El alma secreta. Smithson interviene, sin miedo, polucionando (como cuando arroja asfalto en un lugar cercano a Roma, cemento, en Chicago, o cola, en Vancouver), en una simulación de los procesos glaciales de la Naturaleza, pero sobre todo subrayando que la ruina es el alma secreta de todas las construcciones. Su mentalidad está ciertamente cerca de la devastación beckettiana.

Desde su ensayo-fotográfico Un tour por los monumentos de Passaic, Smithson enseñó a mirar los restos industriales como una utopía sin fondo, esto es, como la contundente manifestación de una estética del desencanto.

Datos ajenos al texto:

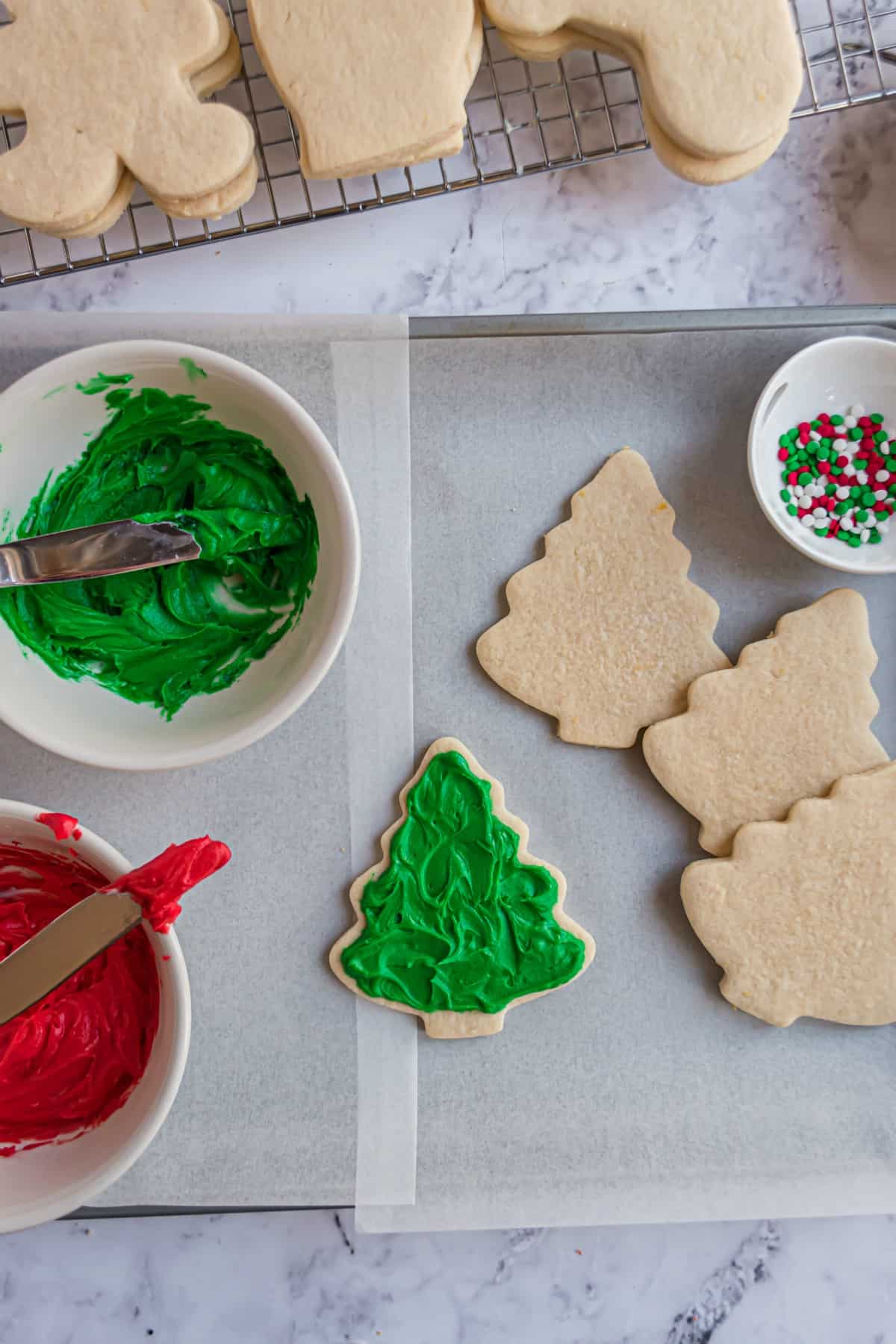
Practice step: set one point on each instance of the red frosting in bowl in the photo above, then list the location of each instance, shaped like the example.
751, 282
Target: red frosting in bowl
75, 1057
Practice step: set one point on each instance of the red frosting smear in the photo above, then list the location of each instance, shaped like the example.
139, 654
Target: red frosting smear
62, 826
159, 885
75, 1057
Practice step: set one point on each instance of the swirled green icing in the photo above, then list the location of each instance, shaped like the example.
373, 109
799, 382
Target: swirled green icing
457, 921
163, 636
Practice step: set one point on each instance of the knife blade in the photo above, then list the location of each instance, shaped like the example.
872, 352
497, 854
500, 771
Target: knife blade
63, 947
96, 551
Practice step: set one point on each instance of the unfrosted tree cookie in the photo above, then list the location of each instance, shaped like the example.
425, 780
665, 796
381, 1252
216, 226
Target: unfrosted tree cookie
370, 87
802, 917
788, 719
606, 632
719, 78
105, 92
458, 922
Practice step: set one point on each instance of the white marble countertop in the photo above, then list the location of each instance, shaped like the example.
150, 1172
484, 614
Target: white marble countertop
815, 226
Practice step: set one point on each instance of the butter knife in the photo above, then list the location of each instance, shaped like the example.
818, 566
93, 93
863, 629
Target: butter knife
63, 947
69, 942
96, 551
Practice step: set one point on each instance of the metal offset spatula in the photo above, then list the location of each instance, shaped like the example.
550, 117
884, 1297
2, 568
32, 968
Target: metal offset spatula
96, 551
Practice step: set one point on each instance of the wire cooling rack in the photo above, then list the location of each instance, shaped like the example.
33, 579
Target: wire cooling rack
523, 117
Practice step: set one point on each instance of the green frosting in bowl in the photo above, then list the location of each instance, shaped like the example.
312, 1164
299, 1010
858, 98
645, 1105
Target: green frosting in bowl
163, 636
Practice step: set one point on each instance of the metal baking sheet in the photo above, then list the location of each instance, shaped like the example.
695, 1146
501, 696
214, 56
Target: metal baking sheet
635, 1095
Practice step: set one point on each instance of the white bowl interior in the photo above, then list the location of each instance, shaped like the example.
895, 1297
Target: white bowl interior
827, 376
45, 423
58, 1177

En The Crystal Land había establecido lo que puede considerarse su código artístico: «Fragmentación, corrosión, descomposición, desintegración, deslizamiento de rocas, escombros, corrimientos, flujos de lodo, avalancha». Carl André señaló que Smithson se comporta como el hombre fáustico hasta que comprueba el fracaso que está inscrito en ese destino: la inutilidad le lleva «a construir algunas esquinas del infierno aquí y allá». Tal vez vaya siendo hora de que atravesemos la fascinación por el land art para no seguir adoptando la pose de los enterradores con la pala al hombro. Porque el gesto escatológico, la actitud de añadir detritus a un mundo arrasado no puede repetirse pretendiendo que con ello se adopta una «tonalidad» crítica. Un cierto manierismo del desastre, una acentuada lógica de lo peor anida en el imaginario cómplice del arte contemporáneo.

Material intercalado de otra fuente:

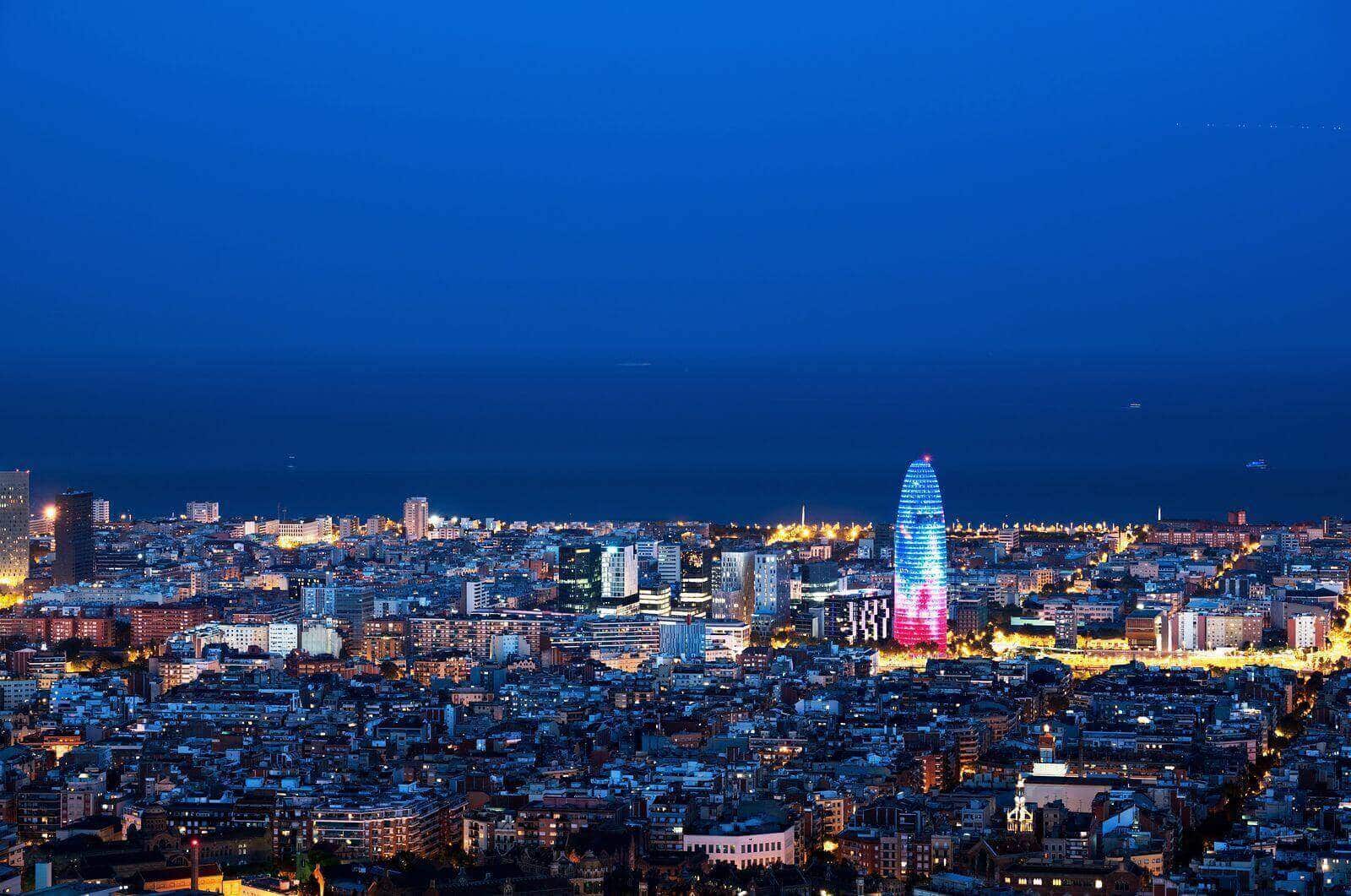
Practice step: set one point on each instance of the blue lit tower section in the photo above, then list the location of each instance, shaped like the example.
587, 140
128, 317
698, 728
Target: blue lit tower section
920, 561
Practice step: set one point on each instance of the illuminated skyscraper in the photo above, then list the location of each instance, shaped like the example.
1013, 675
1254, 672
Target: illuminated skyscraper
14, 529
920, 560
415, 519
73, 562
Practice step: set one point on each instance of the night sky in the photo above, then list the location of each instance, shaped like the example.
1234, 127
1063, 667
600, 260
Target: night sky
621, 243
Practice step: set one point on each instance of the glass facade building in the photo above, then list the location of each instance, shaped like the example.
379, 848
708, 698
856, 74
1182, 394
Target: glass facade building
920, 561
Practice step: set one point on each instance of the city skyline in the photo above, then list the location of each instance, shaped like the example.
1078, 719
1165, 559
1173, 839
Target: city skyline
676, 450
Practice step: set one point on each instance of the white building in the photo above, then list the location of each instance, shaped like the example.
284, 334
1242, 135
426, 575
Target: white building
203, 511
726, 638
310, 531
618, 572
735, 594
773, 584
415, 519
14, 527
746, 844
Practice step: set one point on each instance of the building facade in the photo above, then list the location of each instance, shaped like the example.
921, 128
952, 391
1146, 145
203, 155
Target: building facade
920, 560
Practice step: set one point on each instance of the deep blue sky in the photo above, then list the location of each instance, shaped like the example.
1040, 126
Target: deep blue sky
425, 236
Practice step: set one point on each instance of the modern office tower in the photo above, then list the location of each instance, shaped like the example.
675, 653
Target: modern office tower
415, 519
682, 638
920, 561
73, 562
618, 571
696, 581
14, 527
668, 564
578, 578
819, 581
773, 584
861, 615
203, 513
654, 598
734, 598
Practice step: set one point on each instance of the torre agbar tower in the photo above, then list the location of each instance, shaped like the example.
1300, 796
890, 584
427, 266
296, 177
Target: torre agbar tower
920, 561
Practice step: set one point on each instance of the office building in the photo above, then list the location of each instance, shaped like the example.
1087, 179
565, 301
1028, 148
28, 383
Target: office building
14, 529
668, 564
773, 584
618, 572
735, 594
696, 581
415, 519
203, 513
73, 529
578, 578
920, 561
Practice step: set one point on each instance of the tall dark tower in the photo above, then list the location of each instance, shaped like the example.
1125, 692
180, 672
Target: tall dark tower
74, 538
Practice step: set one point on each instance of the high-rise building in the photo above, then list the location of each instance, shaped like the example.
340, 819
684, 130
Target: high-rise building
415, 519
920, 561
773, 584
203, 511
734, 598
73, 527
618, 571
578, 578
14, 527
696, 581
668, 564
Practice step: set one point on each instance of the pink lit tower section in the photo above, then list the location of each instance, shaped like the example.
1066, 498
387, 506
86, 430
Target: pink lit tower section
920, 561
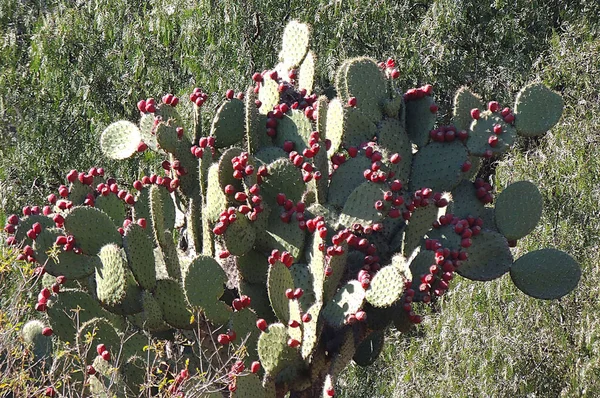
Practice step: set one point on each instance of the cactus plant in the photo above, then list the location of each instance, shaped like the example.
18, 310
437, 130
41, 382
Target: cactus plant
328, 218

No parece que las líneas de Nazca, como pretendiera Robert Morris, vayan a ayudarnos a comprender nuestra sequía o que la actitud post-romántica de paseantes como Long o Fulton esté en condiciones de plantear las preguntas adecuadas para una época demencial. El cambio climático, la desforestación de la Amazonía, la emisión incontrolada de gases, la contaminación de los mares, son, entre otros muchos datos alarmantes, signos de que estamos destruyendo aceleradamente el planeta.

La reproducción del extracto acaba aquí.